Les ventes d'obligations en Europe ont également été plus nombreuses qu'il y a un an, tandis que le marché américain a démarré la semaine en force.

"Il ne semble pas que l'accès au crédit soit vraiment un problème en ce moment", a déclaré Idanna Appio, gestionnaire de portefeuille chez First Eagle Investment Management.

"En effet, la baisse des rendements des bons du Trésor ouvre une fenêtre aux entreprises pour qu'elles se présentent sur le marché", a déclaré Mme Appio, ancienne économiste de la Fed.

Même les rendements des obligations de pacotille ont baissé de 37 points de base depuis le début du mois de juillet, ce qui signifie que les conditions sont devenues plus favorables pour les entreprises moins bien notées, qui ont levé 7,2 milliards de dollars lors de la vente d'obligations aux États-Unis la semaine dernière.

POCHETTES FAIBLES ?

Les prévisions selon lesquelles la volatilité restera élevée créent néanmoins de l'incertitude pour les emprunteurs.

L'indice VIX, la "jauge de la peur" de Wall Street, est passé sous la barre des 20 points cette semaine pour atteindre son niveau le plus bas du mois, mais il reste bien plus élevé que sa moyenne de janvier à juillet.

Et comme le mois d'août est généralement calme en ce qui concerne les introductions en bourse, l'impact sur la collecte de fonds propres - qui est généralement affectée par l'augmentation de la volatilité - n'a pas encore été observé.

Les négociateurs ont déclaré qu'ils étaient optimistes tant que les marchés resteraient calmes, mais qu'ils étaient conscients de l'incertitude à venir.

Javier Rodriguez, responsable mondial de la création de valeur chez KPMG, n'a pas exclu un ralentissement ou un arrêt des opérations d'introduction en bourse en cours.

"Il n'y a aucune certitude quant à la situation finale, mais le marché pourrait se refroidir par rapport aux 18 derniers mois", a-t-il déclaré.

Sur les marchés du crédit, alors que l'argent a afflué vers les obligations de qualité la semaine dernière, les obligations de pacotille ont connu des sorties, selon BofA, ce qui indique une certaine prudence à l'égard des emprunteurs les plus faibles.

Selon LSEG, les ventes d'obligations à haut rendement au niveau mondial ont atteint leur plus haut niveau au premier semestre depuis 2021, et les sorties de capitaux ne devraient pas encore alarmer les emprunteurs.

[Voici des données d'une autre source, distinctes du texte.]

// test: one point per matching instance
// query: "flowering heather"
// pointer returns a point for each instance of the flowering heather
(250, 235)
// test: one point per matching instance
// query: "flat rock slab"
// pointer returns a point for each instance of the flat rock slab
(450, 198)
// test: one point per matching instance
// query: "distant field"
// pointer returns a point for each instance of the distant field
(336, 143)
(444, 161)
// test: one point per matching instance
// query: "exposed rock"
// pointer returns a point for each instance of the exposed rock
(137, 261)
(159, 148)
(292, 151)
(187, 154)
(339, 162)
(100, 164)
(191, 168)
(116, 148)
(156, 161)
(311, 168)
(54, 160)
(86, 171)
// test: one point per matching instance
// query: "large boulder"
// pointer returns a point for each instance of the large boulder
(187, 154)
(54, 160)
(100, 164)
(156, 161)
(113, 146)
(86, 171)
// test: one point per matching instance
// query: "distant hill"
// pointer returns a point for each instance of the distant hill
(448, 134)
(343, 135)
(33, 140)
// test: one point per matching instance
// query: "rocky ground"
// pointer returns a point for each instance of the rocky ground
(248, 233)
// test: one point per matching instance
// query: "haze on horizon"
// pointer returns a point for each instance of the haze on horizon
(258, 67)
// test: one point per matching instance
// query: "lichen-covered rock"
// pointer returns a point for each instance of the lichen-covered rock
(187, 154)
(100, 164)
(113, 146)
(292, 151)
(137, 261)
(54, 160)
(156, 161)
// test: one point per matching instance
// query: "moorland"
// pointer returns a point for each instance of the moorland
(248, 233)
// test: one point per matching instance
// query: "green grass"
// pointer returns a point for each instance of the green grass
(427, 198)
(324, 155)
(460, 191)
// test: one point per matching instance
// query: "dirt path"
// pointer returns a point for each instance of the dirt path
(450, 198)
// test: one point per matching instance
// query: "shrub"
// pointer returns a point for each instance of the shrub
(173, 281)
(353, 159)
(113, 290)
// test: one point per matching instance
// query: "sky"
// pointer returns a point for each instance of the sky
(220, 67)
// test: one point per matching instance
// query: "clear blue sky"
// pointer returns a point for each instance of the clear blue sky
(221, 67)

Mais certains ont été considérables. Les flux sortants des prêts à effet de levier américains, dont les investisseurs subissent un coup lorsque les taux d'intérêt baissent, ont été les plus importants depuis le plus fort de la pandémie de COVID en mars 2020, selon JPMorgan.

L'impact du dénouement du carry trade lui-même sur les conditions de liquidité reste également un risque à surveiller.

"Lorsque les opérations de portage plongent, les fonds fuient les pays et les actifs où ils financent l'activité économique", a déclaré Mathieu Savary, stratège européen en chef de BCA Research. "En conséquence, les conditions de liquidité se resserrent là où la croissance est générée, ce qui nuit à l'activité économique mondiale.